Evidentemente, a própria mesquita Assalam é um símbolo daquele
sentimento, emblemático do relacionamento conturbado da França
com a sua população muçulmana. Ela é tão pequena que, durante as
celebrações do Ramadã --uma festa religiosa que dura um mês, um
período de abstinência durante o qual um número maior de
muçulmanos participa dos serviços religiosos-- a multidão de
fiéis não raro se espalha do lado de fora, pela calçada, para
rezar.
Os muçulmanos do bairro pediram repetidamente às autoridades da
cidade para que elas os ajudem a construir uma nova mesquita,
que seja maior. Mas uma lei de 1905 proíbe estritamente o
financiamento público de instituições religiosas. Contudo, para
os muçulmanos, tudo ocorre como se a França não estivesse nem aí
com eles.
A despeito da frustração e dos sentimentos de isolamento que
predominam em La Goutte d'Or, o bairro não foi atingido pelos
distúrbios que ocorreram ao longo das últimas duas semanas. O
próprio Kimara, apesar de ter se recusado a revelar seu
sobrenome por temer pela sua segurança, reconhece que as coisas
poderiam ser piores.
"A vida é muito mais difícil do outro lado do Périphérique",
diz. O Périphérique é o rodo-anel que cerca o coração da capital
francesa. É uma faixa de concreto que serve de divisa entre a
cidade-luz e os seus subúrbios sombrios.
La Courneuve
Durante os anos 80, o governo francês desenvolveu um ambicioso
programa de renovação urbana. A idéia era de se livrar dos
projetos arquitetônicos de concreto, com os seus edifícios
maiores e visualmente mais agressivos, nos subúrbios da capital
do país, para privilegiar a construção de estruturas menores e
mais aconchegantes.
A cidade de La Courneuve, imprensada entre o barulhento e
poluído Périphérique e uma vasta zona industrial, foi escolhida
para ser o ponto de partida do projeto. E, mais especificamente,
uma área chamada "La Cité des 4.000" (a Cidade dos 4.000).
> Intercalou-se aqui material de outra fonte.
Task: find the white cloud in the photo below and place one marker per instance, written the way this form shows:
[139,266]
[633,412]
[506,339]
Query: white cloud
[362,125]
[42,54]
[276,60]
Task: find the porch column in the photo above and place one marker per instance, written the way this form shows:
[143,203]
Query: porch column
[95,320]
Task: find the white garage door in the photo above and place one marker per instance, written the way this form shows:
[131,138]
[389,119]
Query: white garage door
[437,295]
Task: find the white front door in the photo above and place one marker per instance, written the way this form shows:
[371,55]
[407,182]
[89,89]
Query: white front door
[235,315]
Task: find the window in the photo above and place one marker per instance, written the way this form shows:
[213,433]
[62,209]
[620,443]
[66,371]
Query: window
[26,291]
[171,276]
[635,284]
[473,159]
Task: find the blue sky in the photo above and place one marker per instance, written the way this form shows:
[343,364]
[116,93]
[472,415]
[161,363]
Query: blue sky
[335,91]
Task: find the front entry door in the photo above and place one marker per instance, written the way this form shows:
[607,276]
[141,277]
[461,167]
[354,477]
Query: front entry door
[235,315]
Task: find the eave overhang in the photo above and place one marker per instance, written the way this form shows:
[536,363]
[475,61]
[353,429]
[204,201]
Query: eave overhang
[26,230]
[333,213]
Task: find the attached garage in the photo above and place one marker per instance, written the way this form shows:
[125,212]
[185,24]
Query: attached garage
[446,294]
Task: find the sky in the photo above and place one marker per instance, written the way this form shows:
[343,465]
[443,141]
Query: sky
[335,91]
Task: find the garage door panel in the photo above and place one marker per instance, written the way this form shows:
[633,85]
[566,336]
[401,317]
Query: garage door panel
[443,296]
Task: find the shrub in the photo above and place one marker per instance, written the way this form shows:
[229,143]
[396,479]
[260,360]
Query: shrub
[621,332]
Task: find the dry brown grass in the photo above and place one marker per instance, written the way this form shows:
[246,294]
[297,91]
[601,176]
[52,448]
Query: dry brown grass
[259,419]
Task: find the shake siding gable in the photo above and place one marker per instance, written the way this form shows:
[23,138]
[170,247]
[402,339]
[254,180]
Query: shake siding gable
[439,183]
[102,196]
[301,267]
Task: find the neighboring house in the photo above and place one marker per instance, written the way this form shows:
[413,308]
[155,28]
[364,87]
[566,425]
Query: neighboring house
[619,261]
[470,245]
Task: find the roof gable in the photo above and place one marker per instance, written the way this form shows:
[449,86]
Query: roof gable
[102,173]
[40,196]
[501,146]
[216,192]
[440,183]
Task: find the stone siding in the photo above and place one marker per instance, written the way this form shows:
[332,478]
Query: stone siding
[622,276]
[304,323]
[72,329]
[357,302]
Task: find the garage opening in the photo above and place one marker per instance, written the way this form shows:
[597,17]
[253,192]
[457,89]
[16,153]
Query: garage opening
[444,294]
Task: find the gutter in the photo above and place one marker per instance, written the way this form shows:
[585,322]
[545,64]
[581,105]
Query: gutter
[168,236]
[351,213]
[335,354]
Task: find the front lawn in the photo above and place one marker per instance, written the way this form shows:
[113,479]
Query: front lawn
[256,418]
Até então uma massa de concreto, visualmente agressiva, "a
Cidade dos 4.000" deveria supostamente se tornar o símbolo de um
novo começo. Em vez disso, ela se tornou um símbolo de
esperanças perdidas e de uma política de imigração fracassada.
Hoje, cerca de 15.000 pessoas moram neste bairro --a maioria
deles em moradias cinzentas, construídas às pressas no início
dos anos 60 para abrigar imigrantes norte-africanos. Nesta
região, a taxa de desemprego subiu para 24% --sendo até mais
elevada entre os jovens de La Courneuve. Entre eles, a
frustração e a cólera são os sentimentos que predominam.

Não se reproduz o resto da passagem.